Hello all, I've watched this post from the get-go, and quite honestly I cant sit quiet anymore. People blast others in this world for cutting their honey with corn syrup, yet its O.K. to thin it with water and pectin? Not trying to be confrontational , but it just doesn't make sense to me, does it taste different than honey? don't get me wrong I'm all for making a buck...Please enlighten me.....nicely


----------



## Barry Tolson

Wolftrainer,
Thanks for the info. I've found it interesting...the various things that folks make into jelly(i.e. hot peppers!) and I think my customers will enjoy honey jelly, once they give it a try. 
In years past, I've had some really interesting and dark flavorful honeys that I think would have made for very good jellies. Of course, though, I tend to prefer the darker honey's while most of my customers seem to prefer the light honeys. 
Barry


----------



## Barry Tolson

Update...made my first batch on Sunday. It was totally liquid when I went bed, so there was some concern. Got up this morning and it was all set up nice. It looks great! I can't bring myself to open up something right after canning it, so I'l wait a week or so, then pop one open for a taste test. I'm optimistic that it will be a good enjoyable product.


----------



## Omie

HONEYDEW said:


> Hello all, I've watched this post from the get-go, and quite honestly I cant sit quiet anymore. People blast others in this world for cutting their honey with corn syrup, yet its O.K. to thin it with water and pectin? Not trying to be confrontational , but it just doesn't make sense to me, does it taste different than honey? don't get me wrong I'm all for making a buck...Please enlighten me.....nicely


It's all about honesty in food labeling.
If you sell 'Pure honey' but cut it with corn syrup that's deception and it's illegal.
If you are selling honey JELLY then it is labeled as jelly. Any jelly is usually made from a base ingredient (fruit, herbs, or in this case honey), a sweetener if desired, water and/or vinegar, and pectin. All the ingredients are plainly listed.
Honey jelly is not being sold as honey. Honey candy would fall under the same rules.
I just made great some rosemary-garlic jelly last week, but I wouldn't sell it as 'garlic'.


----------



## Omie

Barry Tolson said:


> Wolftrainer,
> Thanks for the info. I've found it interesting...the various things that folks make into jelly(i.e. hot peppers!) and I think my customers will enjoy honey jelly, once they give it a try.


You're right about that.
I just made some of my favorite jelly- garlic/rosemary jelly. I love it with roast chicken and roast pork and pork or lamb chops. :thumbsup:

you know how people like honey mustard on their ham and such?- maybe you should try some honey mustard jelly made with a little vinegar instead of water.  Or... honey/red pepper jelly!


----------



## Barry Tolson

Oh Omie! You really have me thinking!!!! That really does sound good. I appreciate the suggestions!
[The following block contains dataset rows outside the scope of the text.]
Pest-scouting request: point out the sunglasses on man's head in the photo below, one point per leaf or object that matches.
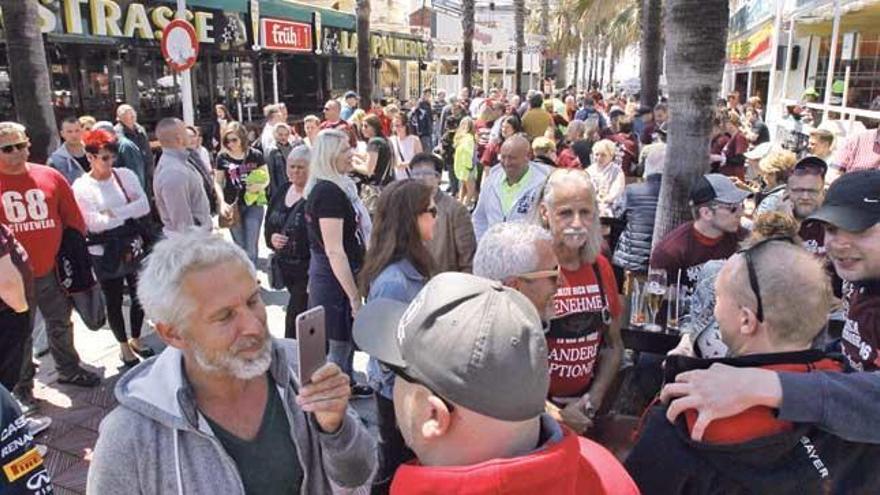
(748, 253)
(9, 148)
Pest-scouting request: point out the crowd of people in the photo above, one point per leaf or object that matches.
(483, 250)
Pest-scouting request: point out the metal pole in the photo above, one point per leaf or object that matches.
(186, 78)
(832, 59)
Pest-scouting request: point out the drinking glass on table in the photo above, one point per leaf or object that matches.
(655, 292)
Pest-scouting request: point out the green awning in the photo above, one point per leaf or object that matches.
(295, 11)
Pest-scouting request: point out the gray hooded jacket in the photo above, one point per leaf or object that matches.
(157, 441)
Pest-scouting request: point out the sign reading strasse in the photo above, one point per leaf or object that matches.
(287, 36)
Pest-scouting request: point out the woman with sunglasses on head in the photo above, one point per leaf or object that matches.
(109, 198)
(398, 264)
(243, 175)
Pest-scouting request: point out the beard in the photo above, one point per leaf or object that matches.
(230, 363)
(587, 241)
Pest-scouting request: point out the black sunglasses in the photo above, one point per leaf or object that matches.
(9, 148)
(400, 373)
(748, 254)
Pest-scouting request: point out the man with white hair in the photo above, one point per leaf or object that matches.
(584, 338)
(510, 190)
(221, 410)
(179, 189)
(520, 255)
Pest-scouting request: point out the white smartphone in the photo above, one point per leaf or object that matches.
(311, 343)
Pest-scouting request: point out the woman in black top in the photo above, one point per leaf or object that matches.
(339, 227)
(286, 234)
(244, 178)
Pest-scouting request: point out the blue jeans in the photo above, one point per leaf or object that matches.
(246, 233)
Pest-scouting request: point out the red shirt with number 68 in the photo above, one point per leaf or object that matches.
(36, 206)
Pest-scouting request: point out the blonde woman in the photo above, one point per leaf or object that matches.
(244, 177)
(774, 170)
(464, 143)
(607, 176)
(339, 228)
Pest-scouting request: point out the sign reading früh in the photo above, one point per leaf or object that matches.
(287, 36)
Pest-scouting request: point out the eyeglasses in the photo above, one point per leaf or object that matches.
(9, 148)
(539, 274)
(402, 375)
(727, 207)
(748, 253)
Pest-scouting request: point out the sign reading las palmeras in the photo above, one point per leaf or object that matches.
(142, 20)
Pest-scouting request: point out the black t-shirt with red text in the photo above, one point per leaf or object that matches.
(578, 326)
(860, 338)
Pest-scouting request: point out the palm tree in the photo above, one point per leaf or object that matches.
(651, 21)
(467, 52)
(696, 35)
(364, 65)
(519, 19)
(29, 76)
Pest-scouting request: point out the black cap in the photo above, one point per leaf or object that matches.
(852, 202)
(811, 162)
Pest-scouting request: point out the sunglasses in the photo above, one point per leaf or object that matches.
(407, 378)
(9, 148)
(539, 274)
(749, 253)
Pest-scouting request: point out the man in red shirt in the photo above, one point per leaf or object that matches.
(38, 205)
(585, 346)
(471, 369)
(332, 120)
(714, 234)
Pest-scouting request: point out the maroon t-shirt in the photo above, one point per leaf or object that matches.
(860, 338)
(8, 245)
(685, 251)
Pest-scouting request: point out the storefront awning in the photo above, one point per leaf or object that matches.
(860, 15)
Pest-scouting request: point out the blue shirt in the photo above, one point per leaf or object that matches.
(399, 281)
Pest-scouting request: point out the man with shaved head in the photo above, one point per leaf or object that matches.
(509, 191)
(179, 188)
(755, 450)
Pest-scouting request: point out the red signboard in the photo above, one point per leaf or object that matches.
(287, 36)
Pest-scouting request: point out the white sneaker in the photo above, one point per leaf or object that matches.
(38, 424)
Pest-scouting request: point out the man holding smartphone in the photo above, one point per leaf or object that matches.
(221, 410)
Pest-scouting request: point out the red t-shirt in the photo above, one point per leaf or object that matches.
(683, 250)
(37, 206)
(860, 338)
(8, 245)
(577, 328)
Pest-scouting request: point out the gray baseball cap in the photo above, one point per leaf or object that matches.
(716, 187)
(468, 339)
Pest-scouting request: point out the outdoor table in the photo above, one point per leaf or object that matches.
(640, 340)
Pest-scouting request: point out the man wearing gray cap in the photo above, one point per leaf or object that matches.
(471, 362)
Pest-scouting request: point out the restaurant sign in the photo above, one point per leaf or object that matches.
(286, 36)
(139, 20)
(344, 43)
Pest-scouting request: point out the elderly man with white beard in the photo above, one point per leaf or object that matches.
(221, 409)
(584, 342)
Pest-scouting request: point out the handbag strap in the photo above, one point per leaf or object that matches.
(119, 183)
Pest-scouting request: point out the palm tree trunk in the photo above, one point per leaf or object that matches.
(651, 23)
(519, 25)
(29, 76)
(365, 82)
(696, 33)
(467, 52)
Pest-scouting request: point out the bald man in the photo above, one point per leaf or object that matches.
(755, 451)
(179, 188)
(510, 190)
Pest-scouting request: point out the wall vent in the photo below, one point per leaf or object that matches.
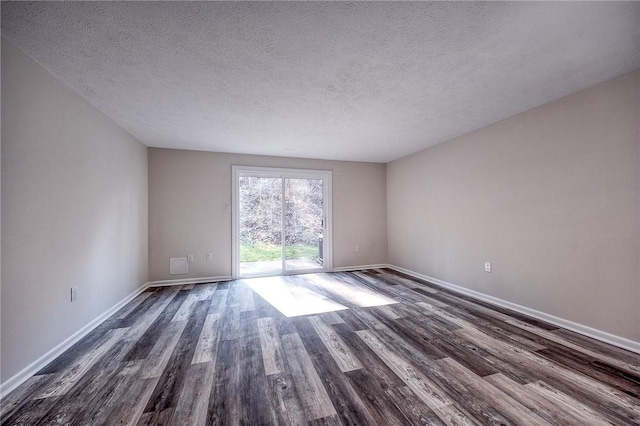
(178, 265)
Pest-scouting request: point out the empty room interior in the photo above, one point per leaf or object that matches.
(323, 213)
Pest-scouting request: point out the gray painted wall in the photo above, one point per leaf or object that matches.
(189, 189)
(550, 196)
(74, 212)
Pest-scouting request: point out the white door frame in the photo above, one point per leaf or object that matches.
(325, 175)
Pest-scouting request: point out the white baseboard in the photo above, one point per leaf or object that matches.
(360, 267)
(201, 280)
(594, 333)
(37, 365)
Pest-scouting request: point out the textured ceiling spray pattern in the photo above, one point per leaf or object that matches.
(348, 81)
I'm sure such things could mean increased sales. (or at the very least...something enjoyable to use myself!)
On a related note...This honey jelly I made was the first time I've used liquid pectin. Does anyone have any insight on the using the powdered as a substitute? I do not know if they are interchangeable...or if they are fairly recipe specific.
Thanks


----------



## beefarmer

barry, the recipe i got was in the super formulas book, and it says only use liquid pectin, dry wiil not work, not sure why though.


----------



## DeeAnna

Liquid and dry pectin are not interchangeable in a recipe!

Liquid pectin has been heated when it is manufactured, so you do not need to bring it to a boil when you are making your jam or jelly recipe. Dry pectin must be boiled as part of the recipe so this type of pectin will jell up.

The order in which the pectin is added to the recipe and the type of heating required will depend on the pectin you are using. Interchanging one for the other is likely to mean your jam or jelly won't jell. 

In the honey jelly recipe, the point is to minimize the heating of the honey, so it seems to me that liquid pectin makes more sense for this recipe.

--DeeAnna


----------



## Grant

My local grocery store only has dry pectin. Is liquid pectin some specialty item that I need to find somewhere else?

Grant
Jackson, MO


----------



## DeeAnna

You should be able to find liquid pectin in pretty much the same places where you find dry pectin. It is a normal grocery store item, especially around canning time (late summer, early fall). Might not be on the shelves in the Midwest right now due to near zero demand. 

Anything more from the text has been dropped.